The ZX Spectrum version received positive reviews. While reviewing the Spectrum version, Sinclair User awarded the game a maximum rating and called it "one of the games of the year".

The Amiga and Atari ST versions received mixed reviews. Génération 4 gave them a positive review. Julian Rignall of Computer and Video Games reviewed the Amiga and Atari ST versions, stating that the game had "no lasting appeal whatsoever".

==Legacy==

Street Fighters niche evolved, partly because many arcade game developers in the 1980s focused more on producing beat 'em up and shoot 'em up games. Part of the appeal was the use of special moves that can only be discovered by experimenting with controls, which created a sense of mystique and invited players to practice the game. Following Street Fighters lead, the use of command-based hidden moves began to pervade other games in the rising fighting game genre. Street Fighter introduced other staples of the genre, including the blocking technique and the ability for a challenger to spontaneously initiate a match against a player. The game introduced pressure-sensitive controls that determine the strength of an attack. However, due to this encouraging damage, Capcom soon replaced it with a six-button control scheme offering light, medium, and hard punches and kicks, which became another staple of the genre. Yoshinori Ono considers Street Fighter to be "the first modern-day fighting game".

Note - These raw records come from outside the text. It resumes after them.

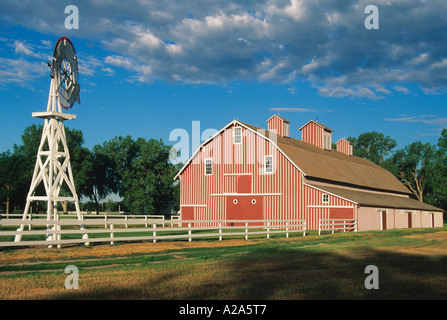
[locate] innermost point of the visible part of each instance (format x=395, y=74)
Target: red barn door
x=187, y=214
x=244, y=184
x=342, y=213
x=245, y=208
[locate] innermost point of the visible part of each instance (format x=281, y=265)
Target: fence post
x=189, y=231
x=58, y=231
x=304, y=228
x=111, y=234
x=268, y=230
x=155, y=232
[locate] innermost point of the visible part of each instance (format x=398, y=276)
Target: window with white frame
x=208, y=166
x=286, y=129
x=237, y=135
x=268, y=164
x=327, y=143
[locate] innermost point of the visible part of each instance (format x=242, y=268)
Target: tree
x=103, y=178
x=373, y=146
x=24, y=156
x=440, y=183
x=415, y=166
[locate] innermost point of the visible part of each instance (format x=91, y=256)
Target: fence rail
x=337, y=225
x=109, y=229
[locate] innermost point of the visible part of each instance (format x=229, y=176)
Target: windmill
x=52, y=173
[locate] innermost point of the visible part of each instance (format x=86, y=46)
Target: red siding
x=313, y=133
x=284, y=195
x=276, y=124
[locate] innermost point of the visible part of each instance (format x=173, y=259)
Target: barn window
x=268, y=164
x=327, y=143
x=237, y=135
x=208, y=167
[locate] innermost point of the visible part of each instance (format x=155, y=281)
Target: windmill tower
x=52, y=180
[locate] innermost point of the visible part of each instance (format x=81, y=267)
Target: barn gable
x=245, y=172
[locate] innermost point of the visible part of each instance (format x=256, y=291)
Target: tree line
x=422, y=168
x=138, y=171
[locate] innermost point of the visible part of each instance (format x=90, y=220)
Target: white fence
x=337, y=225
x=69, y=230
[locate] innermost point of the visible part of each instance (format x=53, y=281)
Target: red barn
x=245, y=172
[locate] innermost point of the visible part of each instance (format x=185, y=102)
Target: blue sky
x=150, y=67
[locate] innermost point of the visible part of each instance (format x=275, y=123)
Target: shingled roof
x=334, y=166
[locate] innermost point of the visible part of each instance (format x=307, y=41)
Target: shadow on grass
x=276, y=273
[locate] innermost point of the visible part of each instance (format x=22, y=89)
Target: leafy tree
x=440, y=182
x=144, y=173
x=103, y=179
x=415, y=166
x=373, y=146
x=24, y=156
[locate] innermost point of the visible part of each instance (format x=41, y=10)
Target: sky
x=148, y=68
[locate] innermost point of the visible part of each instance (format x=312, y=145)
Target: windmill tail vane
x=53, y=168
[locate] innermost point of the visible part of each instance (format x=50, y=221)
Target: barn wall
x=369, y=219
x=281, y=189
x=313, y=133
x=285, y=195
x=401, y=219
x=317, y=210
x=438, y=219
x=276, y=124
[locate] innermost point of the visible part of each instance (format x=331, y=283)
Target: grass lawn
x=412, y=264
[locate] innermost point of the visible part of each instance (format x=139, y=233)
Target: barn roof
x=335, y=166
x=318, y=124
x=379, y=200
x=324, y=165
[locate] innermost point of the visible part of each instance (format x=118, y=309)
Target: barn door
x=235, y=210
x=244, y=184
x=384, y=225
x=187, y=214
x=254, y=209
x=244, y=208
x=345, y=214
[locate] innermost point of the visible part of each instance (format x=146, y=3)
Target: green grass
x=411, y=262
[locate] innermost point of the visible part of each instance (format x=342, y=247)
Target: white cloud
x=427, y=119
x=282, y=41
x=402, y=89
x=292, y=110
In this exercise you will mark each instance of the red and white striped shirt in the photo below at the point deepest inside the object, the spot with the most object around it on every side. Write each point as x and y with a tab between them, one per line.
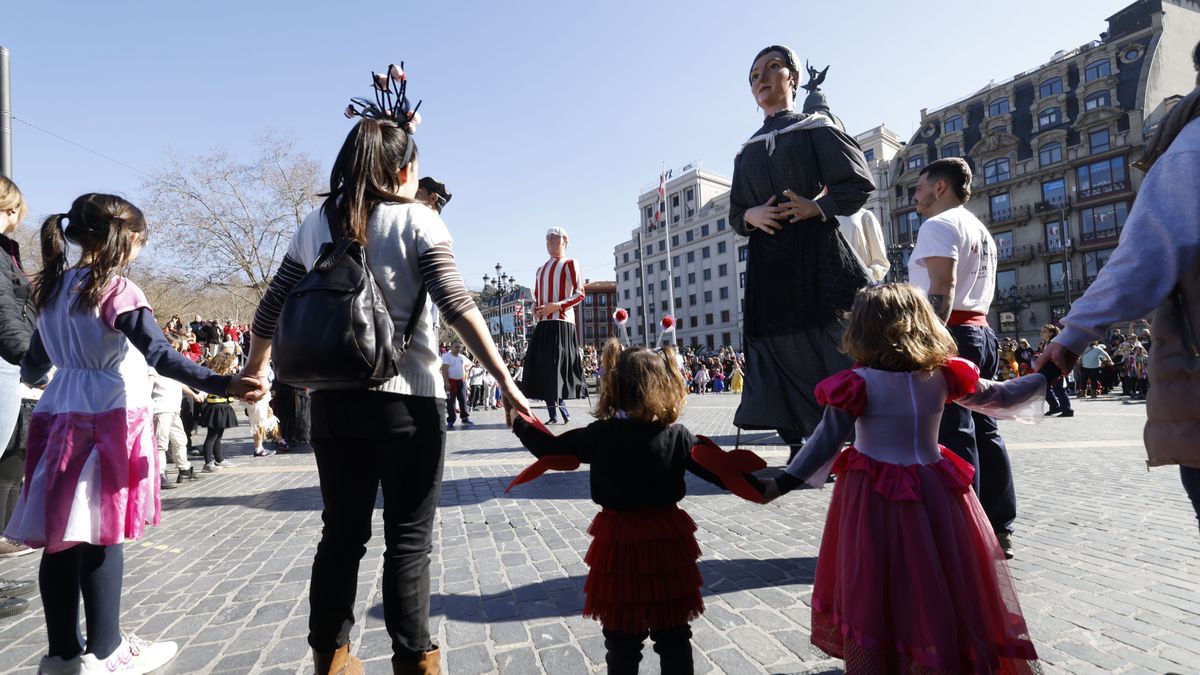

Capcom's brawler Final Fight (1989) began development as a sequel called Street Fighter '89. According to the developers, they were originally planning to have Ryu and Ken as the main protagonists, but changed to a new plot and setting. SNK's fighting game Fatal Fury: King of Fighters (1991) was designed by Takashi Nishiyama, the director of Street Fighter. Nishiyama envisioned Fatal Fury as a spiritual successor to Street Fighter, developed around the same time as Street Fighter II (1991). Street Fighter II focuses on combos, and Fatal Fury focuses on special move timing and storytelling. Street Fighter also influenced Sega AM1's Makoto Uchida as lead designer of hack and slash beat 'em up Golden Axe (1989), particularly with combo moves.